How often does the VIN appear on CAN3 ... perhaps once a minute?
In my TDC to OBD adapter for the ELM-type OBD dongle that TM-Spy uses,
I take ground and power from TDC pins 9 and 10, to OBD pins 4-5 and 16.
The CAN3 H, L come from TDC 1 and 6, and connect to OBD pins 6 and 14.
The wired female 16-wire molded OBD connectors that I ordered should
be here next week, and then I should be able to try TM-Spy Beta on my car,
and log multiple CAN buses simultaneously.
For logging systems like mine (that worked with the LEAF), I will probably connect:
CAN6 to the LEAF's EV-CAN pins, and
CAN2 to the LEAF's AV-CAN pins.
Then, connect CAN4 to OBD pins 1 and 9 ... unless others have better suggestions.
Do we know for sure which CAN bus is on pins 1 and 9 of the Tesla OBD connector?
Thanks, Gary
Gary,
I realize that you are probably trying to reuse existing hardware but the size of an OBD-II connector compared to the TDC is enormous, think it might be more worthwhile to interface directly with that, even if requires some soldering, it would be pretty easy to desolder the male OBD on the Leaf Spy and in the same through holes solder wires leading to a male TDC, no funky adaptors or long cabling required, you might even be able to tuck it into the back of the cubby. Tesla's CAN bus structure is significantly different than the leaf with much more interconnection of the various systems through gateways (unlike the leafs EV bus and AV bus). The real high value targets are CAN3 Powertrain (battery, drive unit and chargers) CAN6 Chassis (TC/ESC, body control module, ABS, EPB, TPMS) and finally CAN2 Body (lights, locks, windows, sunroof, radio etc). CAN4 is a fault tolerant module for the seat modules, PTC heater, and RCCM not much interesting going on there for most peoples purposes.

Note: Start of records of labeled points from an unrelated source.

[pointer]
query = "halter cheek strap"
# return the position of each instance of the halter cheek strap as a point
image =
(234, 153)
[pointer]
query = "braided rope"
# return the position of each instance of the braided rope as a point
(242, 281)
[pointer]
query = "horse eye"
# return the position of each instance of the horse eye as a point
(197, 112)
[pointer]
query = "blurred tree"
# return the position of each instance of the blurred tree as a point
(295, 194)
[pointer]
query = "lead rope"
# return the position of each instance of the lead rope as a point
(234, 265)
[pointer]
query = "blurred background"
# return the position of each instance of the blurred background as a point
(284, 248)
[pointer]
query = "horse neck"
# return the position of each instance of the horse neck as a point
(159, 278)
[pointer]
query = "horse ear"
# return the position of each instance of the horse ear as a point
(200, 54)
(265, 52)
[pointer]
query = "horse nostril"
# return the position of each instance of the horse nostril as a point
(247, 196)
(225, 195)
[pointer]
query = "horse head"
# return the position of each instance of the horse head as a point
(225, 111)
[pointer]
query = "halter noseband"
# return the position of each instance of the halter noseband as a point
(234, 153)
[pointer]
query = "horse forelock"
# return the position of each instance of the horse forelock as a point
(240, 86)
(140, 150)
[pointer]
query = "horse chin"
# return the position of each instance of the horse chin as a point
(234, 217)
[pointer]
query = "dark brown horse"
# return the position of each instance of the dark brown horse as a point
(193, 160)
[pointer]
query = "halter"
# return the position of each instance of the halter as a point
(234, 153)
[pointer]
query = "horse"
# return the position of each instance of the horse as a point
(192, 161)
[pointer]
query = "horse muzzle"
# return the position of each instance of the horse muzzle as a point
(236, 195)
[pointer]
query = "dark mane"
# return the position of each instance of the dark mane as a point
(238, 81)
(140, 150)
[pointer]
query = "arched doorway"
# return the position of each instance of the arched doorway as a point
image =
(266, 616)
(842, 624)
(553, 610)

As for what pins are brought out to the OBDII port. To make a long story short the only thing available that we would care about is 12V and GND plus the CAN6 chassis bus, not of interest for our particular application.
More details:
1 = CAN6+
P4 = GND
P5 = GND
P6 = CAN1+
P7 = K/Ser line
P9 = CAN6-
P14 = CAN1-
P16 = Battery Voltage (nom 13V)
CAN1 is a special bus that connects directly to the center console stack and nothing else, what it's used for is anyones best guess at the moment (diagnostics or firmware loading?). The K/Ser line connects directly to the RCCM (remote climate control module) and is (I'm guessing) some kind of LIN interface, the TDC under the center console taps off this line and connects to P3 of the diag connector.
Also the VIN is on ID 0x508, not sure what the rate is though.
- - - Updated - - -
For a while now, we've been making DIAG connectors for OVMS on the Tesla Roadster. I notice that some guys here are using those in Model S now (even though only 1 CAN bus is wired).

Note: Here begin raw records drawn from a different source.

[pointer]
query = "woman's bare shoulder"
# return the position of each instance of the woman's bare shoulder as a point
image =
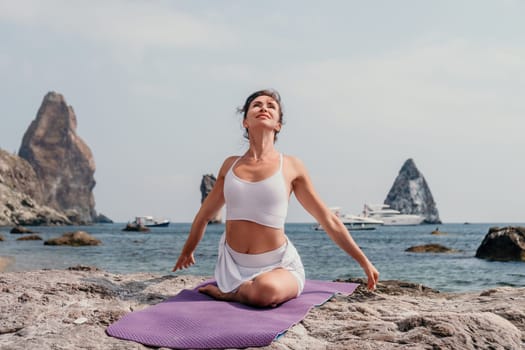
(295, 166)
(228, 162)
(295, 162)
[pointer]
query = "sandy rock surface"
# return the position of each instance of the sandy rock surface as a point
(70, 309)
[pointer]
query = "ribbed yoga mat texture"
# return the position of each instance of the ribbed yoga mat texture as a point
(192, 320)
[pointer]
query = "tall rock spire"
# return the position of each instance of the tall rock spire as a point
(61, 159)
(207, 183)
(410, 194)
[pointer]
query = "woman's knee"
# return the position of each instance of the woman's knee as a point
(265, 292)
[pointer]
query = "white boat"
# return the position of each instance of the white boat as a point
(150, 221)
(354, 222)
(389, 216)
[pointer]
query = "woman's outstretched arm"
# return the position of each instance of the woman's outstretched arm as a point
(209, 208)
(336, 230)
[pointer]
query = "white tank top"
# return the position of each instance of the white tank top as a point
(264, 202)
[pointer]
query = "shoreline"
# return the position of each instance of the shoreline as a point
(72, 308)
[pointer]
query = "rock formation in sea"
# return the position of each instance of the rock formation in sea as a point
(62, 161)
(503, 244)
(410, 194)
(21, 195)
(207, 183)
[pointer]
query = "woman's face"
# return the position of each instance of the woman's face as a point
(263, 109)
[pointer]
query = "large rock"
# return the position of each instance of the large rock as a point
(71, 309)
(207, 183)
(410, 194)
(503, 244)
(62, 161)
(21, 195)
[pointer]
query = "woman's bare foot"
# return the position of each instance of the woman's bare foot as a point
(214, 292)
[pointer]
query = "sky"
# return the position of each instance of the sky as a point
(365, 85)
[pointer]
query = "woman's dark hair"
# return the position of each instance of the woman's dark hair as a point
(266, 92)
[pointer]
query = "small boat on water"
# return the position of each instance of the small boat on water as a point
(150, 221)
(389, 216)
(354, 222)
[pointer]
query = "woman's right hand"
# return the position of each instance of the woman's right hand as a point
(184, 261)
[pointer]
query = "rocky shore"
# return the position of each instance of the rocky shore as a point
(70, 309)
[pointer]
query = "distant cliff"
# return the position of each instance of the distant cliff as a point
(207, 183)
(21, 195)
(62, 161)
(410, 194)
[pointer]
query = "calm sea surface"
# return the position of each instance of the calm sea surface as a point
(157, 251)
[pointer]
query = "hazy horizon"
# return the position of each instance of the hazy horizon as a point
(365, 86)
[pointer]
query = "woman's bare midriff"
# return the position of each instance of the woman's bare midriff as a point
(248, 237)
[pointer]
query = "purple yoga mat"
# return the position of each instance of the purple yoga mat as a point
(192, 320)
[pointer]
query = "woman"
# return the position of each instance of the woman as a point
(257, 264)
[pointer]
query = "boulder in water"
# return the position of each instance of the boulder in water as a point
(503, 244)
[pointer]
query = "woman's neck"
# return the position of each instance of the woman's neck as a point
(261, 147)
(260, 152)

I'm considering getting some fully wired connectors made for my own use. The same as the existing OVMS cable (
https://www.fasttech.com/products/0/10000001/1000400-ovms-data-cable-for-tesla-roadster-1-x-2-x), with the same DIAG plug, but with all 12 pins cabled. Perhaps 1m (3feet) of open ended cable on the end. Something easy to solder on to a DB9 (or whatever is required).

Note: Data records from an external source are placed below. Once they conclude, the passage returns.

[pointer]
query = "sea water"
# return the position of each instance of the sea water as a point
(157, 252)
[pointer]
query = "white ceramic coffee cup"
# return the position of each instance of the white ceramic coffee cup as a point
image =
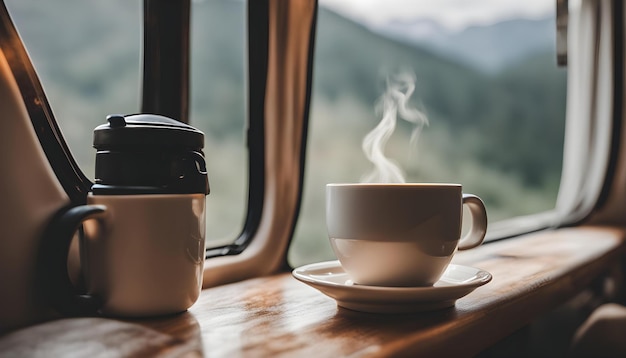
(400, 234)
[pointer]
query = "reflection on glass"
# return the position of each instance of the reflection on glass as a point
(87, 56)
(218, 108)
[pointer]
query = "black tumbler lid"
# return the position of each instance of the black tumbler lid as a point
(148, 154)
(146, 130)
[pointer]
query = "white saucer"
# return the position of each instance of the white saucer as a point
(330, 278)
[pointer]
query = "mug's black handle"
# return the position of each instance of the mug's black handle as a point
(57, 287)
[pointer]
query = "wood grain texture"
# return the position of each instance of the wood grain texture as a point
(280, 316)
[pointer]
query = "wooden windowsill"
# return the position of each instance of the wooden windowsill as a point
(277, 315)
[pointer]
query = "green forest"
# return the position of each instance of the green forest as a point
(499, 133)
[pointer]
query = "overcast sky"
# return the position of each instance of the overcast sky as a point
(454, 14)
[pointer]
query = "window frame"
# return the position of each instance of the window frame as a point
(262, 246)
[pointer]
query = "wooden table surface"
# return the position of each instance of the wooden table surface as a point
(280, 316)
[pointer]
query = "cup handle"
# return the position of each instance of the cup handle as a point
(477, 232)
(56, 285)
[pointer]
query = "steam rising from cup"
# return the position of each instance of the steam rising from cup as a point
(392, 104)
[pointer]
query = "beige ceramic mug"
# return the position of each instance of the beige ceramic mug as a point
(400, 234)
(141, 255)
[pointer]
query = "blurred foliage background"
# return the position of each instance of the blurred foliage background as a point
(493, 95)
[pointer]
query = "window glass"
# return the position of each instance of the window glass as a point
(482, 73)
(218, 108)
(87, 56)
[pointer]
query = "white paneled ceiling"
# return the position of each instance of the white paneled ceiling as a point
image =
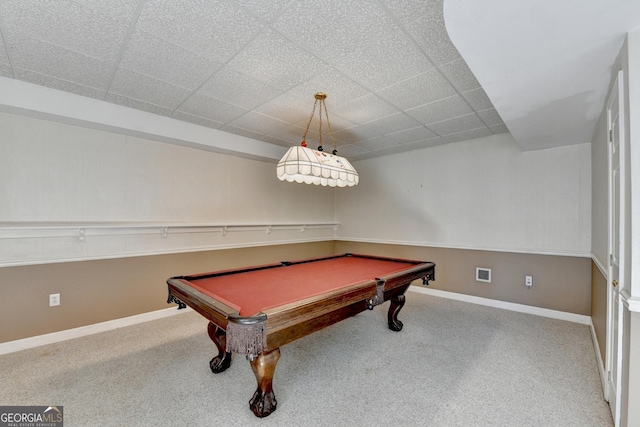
(395, 82)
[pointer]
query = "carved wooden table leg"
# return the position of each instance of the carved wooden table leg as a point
(397, 303)
(263, 401)
(222, 361)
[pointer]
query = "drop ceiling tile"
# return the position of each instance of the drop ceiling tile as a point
(54, 83)
(4, 58)
(265, 10)
(460, 75)
(467, 135)
(409, 10)
(355, 135)
(411, 135)
(334, 28)
(118, 9)
(437, 111)
(157, 58)
(365, 109)
(393, 149)
(238, 89)
(350, 150)
(291, 133)
(496, 129)
(458, 124)
(196, 120)
(44, 58)
(478, 99)
(431, 35)
(385, 62)
(147, 89)
(288, 108)
(5, 70)
(490, 117)
(210, 108)
(339, 88)
(431, 142)
(257, 122)
(66, 24)
(136, 104)
(419, 90)
(213, 28)
(393, 123)
(374, 144)
(275, 141)
(276, 61)
(243, 132)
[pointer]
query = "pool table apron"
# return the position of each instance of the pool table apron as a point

Would that be something useful to the community here? If so, I can easily get them to make up a batch. Is 1m cable enough? Cut and pre-tinned for soldering useful? Any other suggestions?
Mark,
I don't know if it would be a better solution (it has worked for my needs reverse engineering) is a TDC to ethernet cable, with that I can go into a standard Ethernet to DE9 adaptor and then connect the DE9 cable to things like the CANtact or Kvaser Leaf Light (the reason I built it), it is a little bulkier but it enables the swapping of different buses just by changing out the Eth-TDC cable and keeping the same interface on the DE9 end, meaning I can have any bus without re-wiring on my logger.
Probably too bulky for stashing under the console but food for thought, I'll try and get some pictures uploaded later.